Long before the US and its allies fought the recent war in Afghanistan (2001-14), Britain fought three Afghan Wars. Now almost forgotten, dusty reminders of Britain’s imperial past, they were crucial moments in the “Great Game”, the rivalry between the British and Russian empires for supremacy in Central Asia and control of land routes to British India. Largely disastrous for the British, the First Afghan War (1839-1842) resulted in the tragic deaths of some 16,000 individuals, the second (1878-1881) generated considerable domestic discord, and the third (1919) basically ended British influence in Afghan affairs. Nevertheless, they exercised the Victorian imagination and led to numerous cultural productions that will be dissected in our class: illustrated tales of British military exploits proliferated in the press; the children’s writer G.A. Henty turned the conflicts into the stuff of imperial adventure; Rudyard Kipling made the Great Game the backdrop for several works of fiction; military officers, government officials, “lady travelers”, and amateur scholars all mapped the landscape and people of Afghanistan, an endless source of fascination for the Victorians.

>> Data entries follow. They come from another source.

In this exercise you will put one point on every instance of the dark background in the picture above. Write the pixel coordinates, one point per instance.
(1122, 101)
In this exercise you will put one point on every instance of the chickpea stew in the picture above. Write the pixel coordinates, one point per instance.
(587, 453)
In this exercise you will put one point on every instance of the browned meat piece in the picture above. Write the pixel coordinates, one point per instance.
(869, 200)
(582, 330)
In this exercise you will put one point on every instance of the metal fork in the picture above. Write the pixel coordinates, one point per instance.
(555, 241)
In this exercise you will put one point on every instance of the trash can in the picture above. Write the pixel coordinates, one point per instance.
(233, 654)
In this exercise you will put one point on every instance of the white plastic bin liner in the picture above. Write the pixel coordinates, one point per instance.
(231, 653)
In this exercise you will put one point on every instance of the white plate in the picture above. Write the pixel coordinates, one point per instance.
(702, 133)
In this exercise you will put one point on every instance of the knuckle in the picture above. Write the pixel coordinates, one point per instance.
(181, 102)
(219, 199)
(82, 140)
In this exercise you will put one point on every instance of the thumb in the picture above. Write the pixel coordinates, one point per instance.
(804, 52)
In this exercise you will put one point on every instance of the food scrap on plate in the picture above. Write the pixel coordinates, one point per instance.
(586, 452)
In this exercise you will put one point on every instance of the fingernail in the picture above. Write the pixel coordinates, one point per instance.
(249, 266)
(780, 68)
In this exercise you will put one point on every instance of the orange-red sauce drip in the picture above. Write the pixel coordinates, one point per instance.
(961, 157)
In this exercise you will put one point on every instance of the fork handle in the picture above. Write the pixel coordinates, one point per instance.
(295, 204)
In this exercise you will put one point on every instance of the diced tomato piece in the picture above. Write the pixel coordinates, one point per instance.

By interpreting these various forms of documentary evidence, we will not only reconstruct the history of Britain’s Afghan wars but dissect the stories Britons told themselves about their Empire and about Afghanistan and its people.
The Class: Format: seminar
Limit: 19
Expected: 15-19
Class#: 1176
Grading: no pass/fail option, no fifth course option
Requirements/Evaluation: participation in class discussion, two document analyses (750 words each), two guided research essays (5 pages each), and a final research paper (10-12 pages)
Prerequisites: first-year or sophomore standing
Enrollment Preferences: first-year students, and then sophomores who have not taken a 100-level seminar
Distributions: Division II Writing Skills
WS Notes: Students will write two document analyses (750 words) and two guided research essays (5 pages), all of which will be letter-graded and returned with comments. Also, students will write a final research paper (10-12 pages) in consultation with the instructor; a working bibliography and prospectus and a rough draft will be required in advance of submission of the final paper. Students will receive from the instructor timely comments on their writing skills, with suggestions for improvement.